Any opinion or advice contained in this e-mail is subject to the terms and conditions contained in any governing agreement and information contained in the e-mail will be confidential and may be legally privileged, and is intended solely for the use of the individual or entity to whom it is addressed and others authorized to use it or receive it. If you are not the intended recipient you agree that any disclosure, copying, distribution or taking action in reliance of the contents of this e-mail is strictly prohibited, and may be unlawful and you will notify the sender immediately and then delete it.

Confidentiality and legal privilege are not waived or lost by reason of mistaken delivery to you of any e-mail. WDC is not responsible for the proper and/or complete transmission of the information contained in any e-mail or of the e-mail itself nor in any delay in its receipt.

Whilst WDC does employ virus filtering, it provides no guarantees or warranties that any e-mail is virus-free.

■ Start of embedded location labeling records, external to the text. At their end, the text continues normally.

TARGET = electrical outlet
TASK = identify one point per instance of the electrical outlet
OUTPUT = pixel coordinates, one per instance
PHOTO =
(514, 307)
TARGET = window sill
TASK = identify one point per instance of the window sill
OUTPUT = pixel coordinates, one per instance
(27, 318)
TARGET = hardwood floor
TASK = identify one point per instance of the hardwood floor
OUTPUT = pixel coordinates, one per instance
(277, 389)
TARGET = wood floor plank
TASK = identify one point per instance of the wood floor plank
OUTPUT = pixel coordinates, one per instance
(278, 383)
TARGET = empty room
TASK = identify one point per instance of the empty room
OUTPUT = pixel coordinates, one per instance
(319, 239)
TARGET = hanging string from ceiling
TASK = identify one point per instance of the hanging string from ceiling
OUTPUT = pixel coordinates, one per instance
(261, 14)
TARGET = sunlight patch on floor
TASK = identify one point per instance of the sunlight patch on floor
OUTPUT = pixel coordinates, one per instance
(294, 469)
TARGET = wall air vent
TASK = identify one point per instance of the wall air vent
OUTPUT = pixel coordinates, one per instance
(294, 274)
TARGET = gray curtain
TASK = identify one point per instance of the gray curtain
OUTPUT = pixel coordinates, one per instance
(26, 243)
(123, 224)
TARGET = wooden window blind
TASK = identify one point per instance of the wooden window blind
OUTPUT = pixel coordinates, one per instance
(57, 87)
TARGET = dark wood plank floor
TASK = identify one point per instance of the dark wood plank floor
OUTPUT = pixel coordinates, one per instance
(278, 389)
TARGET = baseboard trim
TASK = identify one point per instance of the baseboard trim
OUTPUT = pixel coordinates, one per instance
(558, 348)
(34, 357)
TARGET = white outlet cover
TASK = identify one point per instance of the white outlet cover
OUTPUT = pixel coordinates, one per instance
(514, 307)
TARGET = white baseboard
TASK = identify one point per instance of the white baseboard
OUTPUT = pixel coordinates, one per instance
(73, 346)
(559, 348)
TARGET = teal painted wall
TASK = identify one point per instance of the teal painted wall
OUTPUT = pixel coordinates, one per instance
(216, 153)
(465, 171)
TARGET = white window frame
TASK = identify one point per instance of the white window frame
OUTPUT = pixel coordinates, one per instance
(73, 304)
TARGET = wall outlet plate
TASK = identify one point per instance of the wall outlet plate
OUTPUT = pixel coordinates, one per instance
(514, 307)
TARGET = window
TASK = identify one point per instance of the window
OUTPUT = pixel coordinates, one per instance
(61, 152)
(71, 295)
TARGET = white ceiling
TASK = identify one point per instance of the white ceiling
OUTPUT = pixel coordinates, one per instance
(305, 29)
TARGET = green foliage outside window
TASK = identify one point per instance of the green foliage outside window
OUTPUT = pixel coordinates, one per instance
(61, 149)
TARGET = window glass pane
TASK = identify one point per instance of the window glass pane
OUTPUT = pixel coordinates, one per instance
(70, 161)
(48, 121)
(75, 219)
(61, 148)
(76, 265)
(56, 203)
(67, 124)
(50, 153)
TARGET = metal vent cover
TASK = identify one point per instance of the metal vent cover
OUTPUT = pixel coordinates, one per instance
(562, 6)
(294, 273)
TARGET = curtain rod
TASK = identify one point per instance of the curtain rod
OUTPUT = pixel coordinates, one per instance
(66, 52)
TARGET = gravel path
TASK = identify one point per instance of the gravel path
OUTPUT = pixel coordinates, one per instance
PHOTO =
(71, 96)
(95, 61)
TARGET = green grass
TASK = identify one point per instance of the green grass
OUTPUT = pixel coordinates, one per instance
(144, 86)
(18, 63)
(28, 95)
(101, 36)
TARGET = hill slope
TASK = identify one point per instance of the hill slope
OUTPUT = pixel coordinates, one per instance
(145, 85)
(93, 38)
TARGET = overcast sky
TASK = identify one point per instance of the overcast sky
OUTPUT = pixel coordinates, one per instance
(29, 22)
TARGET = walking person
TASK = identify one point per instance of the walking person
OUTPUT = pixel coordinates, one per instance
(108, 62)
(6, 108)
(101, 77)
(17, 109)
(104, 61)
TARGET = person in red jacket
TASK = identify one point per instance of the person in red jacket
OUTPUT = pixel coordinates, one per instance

These terms and conditions shall be for the benefit of WDC and may be waived by WDC in its discretion.

Registered Details

Name: Windhoek Digital Communications (Pty) Ltd

Registration Number: 2017/0976

Directors: J. Rabie

Address: PO Box 21587, Windhoek, Namibia

Email address:

Telephone number: +264 61 304051


Registration Number: 2005/041969/07

Directors: K Snijders, H Koen, R Barnard

Physical address: Flickswitch Office, Unit 404 (4th floor) Manhattan Place, 130 Bree Street, Cape Town,

South Africa

Email address:

Telephone number: +27 (0)87 943 7222

Namibia Users and Residents

For the avoidance of doubt, you hereby expressly agree that, by loading MTC Namibia SIM cards on the platform, you give WDC permission to monitor these SIM card balances and expiration dates via the MTC Namibia mobile network. It is up to the owner of the SIM card to make contact with MTC directly and register the SIM card under their business name on the MTC Namibia platform.